Ntvnews.id, NTB - Kasus dugaan kekerasan seksual yang melibatkan penyandang disabilitas di Nusa Tenggara Barat (NTB) kini tengah mendapat perhatian masyarakat. Penetapan Agus, seorang pria penyandang disabilitas, sebagai tersangka, dianggap aneh oleh publik.
Terkait dengan kasus ini, psikolog forensik Reza Indragiri Amriel memberikan pendapatnya. Reza menjelaskan bahwa kekerasan atau ancaman kekerasan tidak hanya berbentuk fisik.
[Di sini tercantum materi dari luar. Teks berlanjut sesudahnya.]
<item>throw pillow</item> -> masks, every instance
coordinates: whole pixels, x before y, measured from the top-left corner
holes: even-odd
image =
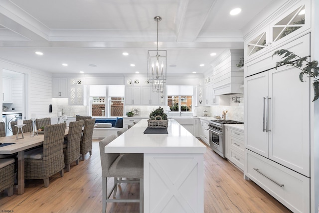
[[[123,128],[123,118],[116,118],[116,121],[115,122],[115,125],[114,127]]]

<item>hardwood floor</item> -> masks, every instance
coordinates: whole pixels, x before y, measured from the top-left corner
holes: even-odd
[[[0,192],[0,212],[98,213],[102,211],[102,179],[99,140],[93,141],[92,155],[85,155],[69,172],[42,180],[26,180],[25,191],[8,197]],[[289,210],[243,173],[207,147],[204,157],[205,213],[289,213]],[[113,179],[108,180],[108,184]],[[138,197],[138,184],[121,184],[117,197]],[[11,212],[5,212],[11,211]],[[108,204],[107,213],[138,213],[138,204]]]

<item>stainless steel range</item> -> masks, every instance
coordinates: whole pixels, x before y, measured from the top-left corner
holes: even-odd
[[[214,152],[224,158],[225,156],[225,137],[226,128],[225,124],[240,124],[244,123],[231,120],[211,120],[209,128],[209,144]]]

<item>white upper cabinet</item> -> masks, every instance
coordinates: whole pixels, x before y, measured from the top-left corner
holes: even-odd
[[[310,1],[300,1],[282,14],[272,14],[273,21],[246,39],[245,62],[307,33],[311,27]]]
[[[52,98],[68,98],[68,78],[53,78],[52,93]]]
[[[84,89],[82,80],[70,79],[69,89],[69,104],[73,105],[83,105]]]
[[[12,79],[3,77],[2,100],[3,103],[11,103]]]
"Ini bisa terjadi secara psikis. Misalnya, ancaman untuk menyebarkan foto telanjang korban jika tidak memenuhi keinginan pelaku," ujarnya dalam pernyataan resmi yang diterima pada Senin, 1 Desember 2024.
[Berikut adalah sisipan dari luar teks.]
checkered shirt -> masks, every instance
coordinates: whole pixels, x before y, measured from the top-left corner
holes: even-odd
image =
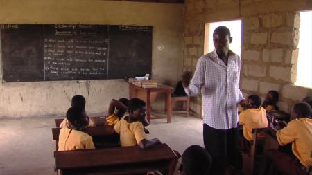
[[[219,129],[237,127],[237,104],[243,99],[239,89],[241,57],[230,51],[227,66],[216,50],[202,56],[189,86],[191,96],[202,93],[204,123]]]

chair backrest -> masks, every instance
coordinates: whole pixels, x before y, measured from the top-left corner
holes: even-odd
[[[173,174],[177,156],[166,144],[148,149],[138,146],[55,151],[61,174],[146,174],[158,169]]]

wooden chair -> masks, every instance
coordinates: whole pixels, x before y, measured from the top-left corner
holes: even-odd
[[[190,100],[189,96],[178,96],[178,97],[173,96],[173,97],[171,97],[172,107],[173,107],[172,113],[187,113],[187,116],[189,116],[189,100]],[[183,103],[186,102],[187,103],[186,109],[182,109],[182,110],[175,110],[175,111],[174,108],[173,108],[173,104],[174,104],[174,102],[182,102]]]
[[[141,149],[138,146],[55,151],[55,171],[60,175],[139,175],[159,170],[173,175],[177,155],[166,145]]]
[[[252,129],[252,140],[250,141],[250,151],[243,152],[243,171],[245,175],[252,175],[254,171],[255,159],[261,158],[261,154],[257,155],[259,152],[257,147],[264,147],[268,128],[254,128]],[[264,133],[264,137],[259,136],[260,133]]]

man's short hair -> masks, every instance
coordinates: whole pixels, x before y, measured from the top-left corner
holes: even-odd
[[[229,31],[229,29],[225,26],[220,26],[217,27],[214,30],[213,35],[214,35],[216,33],[222,32],[227,35],[229,35],[229,37],[231,37],[231,32]]]
[[[254,106],[259,107],[261,105],[262,100],[257,95],[250,95],[248,96],[248,99],[254,102]]]
[[[81,95],[76,95],[71,98],[71,107],[85,108],[85,98]]]
[[[299,117],[311,118],[312,109],[306,102],[297,102],[293,105],[293,110],[299,114]]]
[[[212,163],[210,154],[199,145],[191,145],[182,154],[183,172],[186,175],[207,175]]]
[[[128,107],[128,104],[129,103],[129,100],[125,98],[119,98],[118,101],[121,102],[122,104],[125,104],[126,107]]]
[[[128,109],[129,111],[135,111],[140,107],[145,107],[146,103],[142,100],[135,98],[129,100],[128,104]]]
[[[78,107],[70,107],[66,113],[66,118],[69,122],[74,125],[75,121],[80,120],[83,118],[83,112],[85,109]]]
Reza menjelaskan bahwa melalui ancaman psikologis semacam itu, pelaku yang penyandang disabilitas bisa saja memaksakan keinginan seksualnya yang tidak baik.
Pakar Psikologi Forensik Reza Indragiri
"Dia bisa memaksa korban untuk memenuhi hasrat bejatnya," tambah Reza.
Reza merinci tiga elemen dalam modus intimidasi psikologis. Pertama, authority, yang mengacu pada kemampuan pelaku untuk mengendalikan korban. Kedua, dependence, yaitu ketergantungan korban pada pelaku. Ketiga, exploitation, yang berarti pemanfaatan korban oleh pelaku.
"Elemen pertama dan kedua berkaitan dengan dimensi mental, sedangkan elemen ketiga adalah dimensi perilaku. Jika ketiganya ada, maka kejahatan seksual terjadi, meski pelaku memiliki disabilitas fisik atau tidak," jelasnya.
Reza menambahkan bahwa inti dari pemerkosaan atau kejahatan serupa adalah ketidaksepakatan dari pihak yang terlibat.
Agus Pria Disabilitas Tanpa Tangan Jadi Tersangka (Instagram)
"Artinya, jika kontak seksual tidak disetujui oleh kedua pihak yang berbeda jenis kelamin, itu adalah tindakan pidana," ujarnya dengan tegas.
"Secara fisik, pemerkosaan adalah penetrasi penis ke dalam vagina. Pemerkosaan baru dapat disebut demikian ketika perilaku seksual tersebut terjadi tanpa persetujuan," jelasnya lebih lanjut.
Reza juga menanggapi pandangan bahwa penyandang disabilitas tidak mungkin menjadi pemangsa seksual. Ia mengatakan bahwa banyak orang yang membayangkan pelaku akan mencengkeram korban dan melakukan pemerkosaan, namun mereka lupa bahwa esensi dari pemerkosaan terletak pada niat batin pelaku.
"Esensi pemerkosaan itu ada pada sikap batin, bukan pada aktivitas motorik seksual," tutupnya.